Tym, that's so cool! I know I watched a hummer cam earlier this year a couple times, and it was amazing how quickly mama went out, got food, and came back and was already sitting on babies again. I missed a couple of feedings from not paying close enough attention. :lol: 

Larry, I think so too!  Wish I could go there every day, I hate to leave.


----------



## Shell (Aug 23, 2012)

Your post made my day 
What a lttle sweetie! I can see why you are so excited, and I'm sure you'll be less nervous with time feeding the little one. They're just so adorable!


----------



## hedgielover (Oct 30, 2008)

That is amazing. Thank you for sharing.


----------



## hanhan27 (May 12, 2011)

I'm so jealous of you Kelsey!

I love sitting on our front porch in the evening. We have several feeders so there is a lot of hummingbird action in our front yard. The young ones are hilarious - they chase each other and playfight and zoom all over the place and the adults just kind of ignore them. :lol:


----------



## Lilysmommy (Jan 7, 2009)

:lol: Silly youngsters! That's awesome that you have feeders, I want to set some up eventually. And when I get my own place, I want to plant hummingbird-favorite flowers in the yard, especially fall ones for migration season.
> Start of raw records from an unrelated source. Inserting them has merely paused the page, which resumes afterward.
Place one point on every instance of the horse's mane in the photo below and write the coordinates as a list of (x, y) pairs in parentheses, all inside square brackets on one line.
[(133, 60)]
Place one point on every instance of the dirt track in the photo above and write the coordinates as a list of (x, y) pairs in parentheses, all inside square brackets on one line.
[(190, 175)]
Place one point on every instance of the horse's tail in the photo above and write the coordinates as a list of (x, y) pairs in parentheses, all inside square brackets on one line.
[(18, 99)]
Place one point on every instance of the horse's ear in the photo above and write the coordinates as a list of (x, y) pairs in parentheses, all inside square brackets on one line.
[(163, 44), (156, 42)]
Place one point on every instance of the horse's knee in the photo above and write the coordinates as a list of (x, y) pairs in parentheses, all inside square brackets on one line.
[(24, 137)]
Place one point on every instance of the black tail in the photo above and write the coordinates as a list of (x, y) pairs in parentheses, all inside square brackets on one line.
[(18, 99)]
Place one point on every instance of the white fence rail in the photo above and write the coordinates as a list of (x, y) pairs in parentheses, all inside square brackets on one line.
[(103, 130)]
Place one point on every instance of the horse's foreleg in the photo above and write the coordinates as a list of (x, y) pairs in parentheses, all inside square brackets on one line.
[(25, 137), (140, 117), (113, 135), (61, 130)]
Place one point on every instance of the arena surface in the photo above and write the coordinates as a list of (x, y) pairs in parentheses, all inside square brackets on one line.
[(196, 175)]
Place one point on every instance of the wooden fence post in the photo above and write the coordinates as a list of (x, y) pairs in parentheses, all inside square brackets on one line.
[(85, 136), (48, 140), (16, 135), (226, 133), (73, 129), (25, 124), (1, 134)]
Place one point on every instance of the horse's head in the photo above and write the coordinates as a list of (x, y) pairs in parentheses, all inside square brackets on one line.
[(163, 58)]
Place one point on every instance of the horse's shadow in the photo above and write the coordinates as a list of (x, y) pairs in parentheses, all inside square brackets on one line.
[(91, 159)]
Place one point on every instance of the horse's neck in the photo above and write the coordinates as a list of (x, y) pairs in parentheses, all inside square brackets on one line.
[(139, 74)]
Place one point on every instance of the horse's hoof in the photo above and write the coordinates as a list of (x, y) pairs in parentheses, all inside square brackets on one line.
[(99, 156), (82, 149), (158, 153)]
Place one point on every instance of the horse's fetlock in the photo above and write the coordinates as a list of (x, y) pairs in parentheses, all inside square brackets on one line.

An update on this cute baby - I was at Wildside again yesterday and she's started fluttering her wings and exploring outside her nest!  Louise went to check on her at one point and couldn't see her. Started to panic....and then found her sitting behind the basket like "What? It's interesting back here!" :lol: She's also starting to catch on to how to eat like a big girl - at the beginning of the feeding she'll still open her beak like a chick, but halfway through she'll keep her beak closed and drink from the drops with her tongue.


----------